Adozione: il Kintsugi dell’anima. (Come integrare il bambino adottato nella nuova famiglia?)
L’adozione è come un trapianto: può andare a buon fine, oppure può avere diversi gradi di insuccesso.
Siamo abituati a immaginare l’adozione come una relazione fortemente sbilanciata, in cui una parte in difficoltà chiede aiuto e un’altra parte, dall’alto della sua stabilità, ne offre in maniera disinteressata.
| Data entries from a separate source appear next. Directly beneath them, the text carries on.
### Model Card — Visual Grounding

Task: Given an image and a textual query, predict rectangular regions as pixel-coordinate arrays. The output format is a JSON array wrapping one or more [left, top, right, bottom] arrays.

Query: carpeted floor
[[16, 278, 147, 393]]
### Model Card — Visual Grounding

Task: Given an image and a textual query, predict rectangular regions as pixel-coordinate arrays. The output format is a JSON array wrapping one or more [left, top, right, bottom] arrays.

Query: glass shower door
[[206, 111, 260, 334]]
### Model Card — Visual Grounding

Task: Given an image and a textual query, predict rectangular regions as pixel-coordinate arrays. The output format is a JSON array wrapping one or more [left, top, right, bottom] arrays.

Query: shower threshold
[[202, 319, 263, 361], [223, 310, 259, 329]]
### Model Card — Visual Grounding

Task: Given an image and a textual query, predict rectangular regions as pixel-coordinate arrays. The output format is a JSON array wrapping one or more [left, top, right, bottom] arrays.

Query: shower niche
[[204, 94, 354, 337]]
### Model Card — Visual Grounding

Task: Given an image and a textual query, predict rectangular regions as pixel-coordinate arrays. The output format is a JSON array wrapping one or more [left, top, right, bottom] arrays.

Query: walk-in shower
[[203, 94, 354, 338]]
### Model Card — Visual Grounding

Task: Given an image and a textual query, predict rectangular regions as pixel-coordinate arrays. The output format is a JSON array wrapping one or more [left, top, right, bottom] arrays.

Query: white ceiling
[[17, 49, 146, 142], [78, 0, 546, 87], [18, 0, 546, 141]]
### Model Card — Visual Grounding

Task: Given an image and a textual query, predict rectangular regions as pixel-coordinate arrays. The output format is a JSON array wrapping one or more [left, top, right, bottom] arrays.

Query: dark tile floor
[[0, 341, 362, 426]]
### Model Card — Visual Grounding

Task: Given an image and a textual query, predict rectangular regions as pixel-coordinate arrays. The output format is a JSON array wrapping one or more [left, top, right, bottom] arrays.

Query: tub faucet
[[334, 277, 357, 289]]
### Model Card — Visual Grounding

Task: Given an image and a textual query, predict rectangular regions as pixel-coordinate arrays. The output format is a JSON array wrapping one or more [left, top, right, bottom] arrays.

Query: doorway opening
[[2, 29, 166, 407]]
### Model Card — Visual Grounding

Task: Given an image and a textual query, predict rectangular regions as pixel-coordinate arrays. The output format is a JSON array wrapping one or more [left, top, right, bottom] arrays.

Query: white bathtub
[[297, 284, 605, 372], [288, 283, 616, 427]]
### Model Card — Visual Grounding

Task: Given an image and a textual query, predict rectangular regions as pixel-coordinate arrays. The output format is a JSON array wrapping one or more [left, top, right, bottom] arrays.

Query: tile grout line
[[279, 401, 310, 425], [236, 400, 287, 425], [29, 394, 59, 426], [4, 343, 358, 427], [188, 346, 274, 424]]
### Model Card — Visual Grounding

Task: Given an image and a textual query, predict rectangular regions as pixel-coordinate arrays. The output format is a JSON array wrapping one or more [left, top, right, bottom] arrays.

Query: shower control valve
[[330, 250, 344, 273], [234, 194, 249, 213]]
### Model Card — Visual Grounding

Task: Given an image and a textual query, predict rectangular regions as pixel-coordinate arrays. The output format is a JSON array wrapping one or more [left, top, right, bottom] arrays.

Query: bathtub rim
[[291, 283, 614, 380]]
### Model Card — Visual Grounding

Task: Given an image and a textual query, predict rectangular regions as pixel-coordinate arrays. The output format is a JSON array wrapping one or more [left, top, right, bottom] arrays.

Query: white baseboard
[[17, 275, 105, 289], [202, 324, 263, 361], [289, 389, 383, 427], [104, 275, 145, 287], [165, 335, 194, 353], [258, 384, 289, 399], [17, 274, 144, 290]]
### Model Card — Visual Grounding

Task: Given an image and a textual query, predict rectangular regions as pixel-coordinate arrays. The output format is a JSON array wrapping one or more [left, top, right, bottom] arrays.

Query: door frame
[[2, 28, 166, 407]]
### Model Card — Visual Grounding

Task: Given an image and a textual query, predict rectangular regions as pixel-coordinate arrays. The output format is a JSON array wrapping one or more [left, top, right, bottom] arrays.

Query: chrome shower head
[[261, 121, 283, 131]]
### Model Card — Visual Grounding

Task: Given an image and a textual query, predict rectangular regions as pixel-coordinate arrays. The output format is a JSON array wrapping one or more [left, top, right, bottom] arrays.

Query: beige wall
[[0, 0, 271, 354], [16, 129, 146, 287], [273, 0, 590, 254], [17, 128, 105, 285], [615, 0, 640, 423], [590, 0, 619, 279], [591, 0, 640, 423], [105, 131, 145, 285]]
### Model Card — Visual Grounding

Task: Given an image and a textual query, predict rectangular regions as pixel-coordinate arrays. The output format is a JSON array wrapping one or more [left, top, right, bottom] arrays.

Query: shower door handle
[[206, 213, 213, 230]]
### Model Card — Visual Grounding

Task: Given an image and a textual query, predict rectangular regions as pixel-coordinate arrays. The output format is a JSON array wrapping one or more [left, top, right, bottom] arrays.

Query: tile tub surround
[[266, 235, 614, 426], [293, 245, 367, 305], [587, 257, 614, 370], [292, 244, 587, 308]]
E quindi crediamo che la parte debole trabocchi di gratitudine e riconoscenza, mentre la famiglia adottante sia infinitamente tollerante, e sappia offrire con estrema pazienza il contenimento necessario.
Tuttavia le cose non stanno necessariamente in questo modo: non sempre il bambino accetta l’innesto senza remore, angosce o sensi di colpa. Così come non sempre la famiglia adottante riesce ad adeguarsi al bambino, almeno nei termini in cui il nuovo arrivato vorrebbe.
Per questo a margine dell’adozione occorre un lavoro fitto e sapiente: per aiutare le due parti a cucirsi insieme, rispettando anzitutto ognuna le esigenze dell’altra.
Colpa e rigetto
Il sentimento di colpa è sovente costitutivo della storia emotiva di un bambino adottato. Egli sa bene che nel suo Paese d’origine, nella sua famiglia d’origine, ci sono dei problemi: disagio, rinunce, talvolta povertà. Ed egli sa bene di essere un privilegiato, anzi probabilmente è quello che gli viene ripetuto più volte, per convincerlo, (e questo non diminuisce di certo il suo malessere.) Sapere di aver ‘lasciato’ il suo contesto lo fa sentire alla stregua di un traditore, di un vigliacco, che non ha condiviso la sorte degli altri, di chi è rimasto.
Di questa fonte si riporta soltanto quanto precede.